We are not that close
By arvintot
@arvintot (401)
Philippines
February 21, 2013 8:41am CST
I'm of the oldest son Of Mr. and Mrs. Pantollano and I only have 1 brother. We are both guys and both have different kinds of personality and likes. We only share almost one passion and that is computer games but still do like different kinds of it. We only share one room but most of the time we don't seldom talk about our lives, we just sit and lay down while watching the same movie or show. Talking to each other is not our habit we most likely talk when we want to ask each other if I know this or does he knows that. I care about my little brother a lot even though we are not that close and even though I don't show him how much I care.
1 person likes this
4 responses
@Raine38 (12250)
• United States
21 Feb 13
You can always initiate the conversation.
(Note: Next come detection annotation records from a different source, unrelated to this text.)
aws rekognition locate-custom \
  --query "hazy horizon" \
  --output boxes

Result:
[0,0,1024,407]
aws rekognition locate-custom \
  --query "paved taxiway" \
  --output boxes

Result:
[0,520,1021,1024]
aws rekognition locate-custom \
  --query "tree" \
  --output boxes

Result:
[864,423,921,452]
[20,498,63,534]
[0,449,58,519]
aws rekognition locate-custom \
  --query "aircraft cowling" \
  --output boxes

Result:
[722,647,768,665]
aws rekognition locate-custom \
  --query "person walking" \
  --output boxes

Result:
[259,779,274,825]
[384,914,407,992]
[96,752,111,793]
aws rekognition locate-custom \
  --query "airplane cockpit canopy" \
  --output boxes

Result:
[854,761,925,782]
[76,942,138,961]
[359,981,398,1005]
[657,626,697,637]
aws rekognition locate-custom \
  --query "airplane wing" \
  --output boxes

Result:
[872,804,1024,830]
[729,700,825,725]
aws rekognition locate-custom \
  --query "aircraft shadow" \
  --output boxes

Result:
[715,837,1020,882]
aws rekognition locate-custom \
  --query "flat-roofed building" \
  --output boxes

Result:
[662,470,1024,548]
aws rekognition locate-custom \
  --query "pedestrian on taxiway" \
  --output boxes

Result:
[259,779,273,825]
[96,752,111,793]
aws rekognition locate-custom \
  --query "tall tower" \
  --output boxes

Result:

Being the older brother, you kno how it's like to be when you were his age. Probably he is also waiting for you to start talking. If ever you two don't talk much but you know for sure that you have a very good relationship with your brother, then I don't think there's something wrong with that. It's just that you both are just not guys of many words.
1 person likes this
@zenkey0023 (21)
• Philippines
21 Feb 13
Same goes for me but in my case i'm the younger. My brother rarely talk to me about his personal life. He doesn't ask me for advices even for once and i never felt real love from him but despite all of those, i still love him because he is the only elder brother i have. My parents and some of our relatives often tell him to be more kind and caring to me and this is the reason why he sometimes try to prefer what i like and pretend to be enjoying what i usually do. I know that he is trying his very best but instead of me being happy, i am rather pissed off because of the fact that he is forcing himself to do things which he doesn't really like just to show to our parents and his friends that he cares for me. All i want for my brother is to show his love for me with his own free will and not because he is being pressured by other people.
In your case, you really love your younger brother and i think the best think you could do is to overcome shyness and show to your brother that you love him. It may be awkward at first but you'll get used to it. :)
1 person likes this
@joliefille (3690)
• Philippines
22 Feb 13
I know boys aren't really the talky type. Maybe that's what's happening with you two. You may feel awkward or something even though you still care for each other.
@kprofgames (3091)
• United States
6 Mar 13
I tend to think there isn't a large gap between being close and being comfortable. You two are comfortable in each others company. You both know you care about each other but you don't have to tell each other every day to have it known.
I think sometimes when there is crisis in a family you really realize how deeply our family cares of us. On the flip side, think a tight family would say or show they care about the people around them on a regular basis instead of waiting for something catastrophic to happen.
Each family is different and if this is what works for you and your brother then it's just that. It is what works.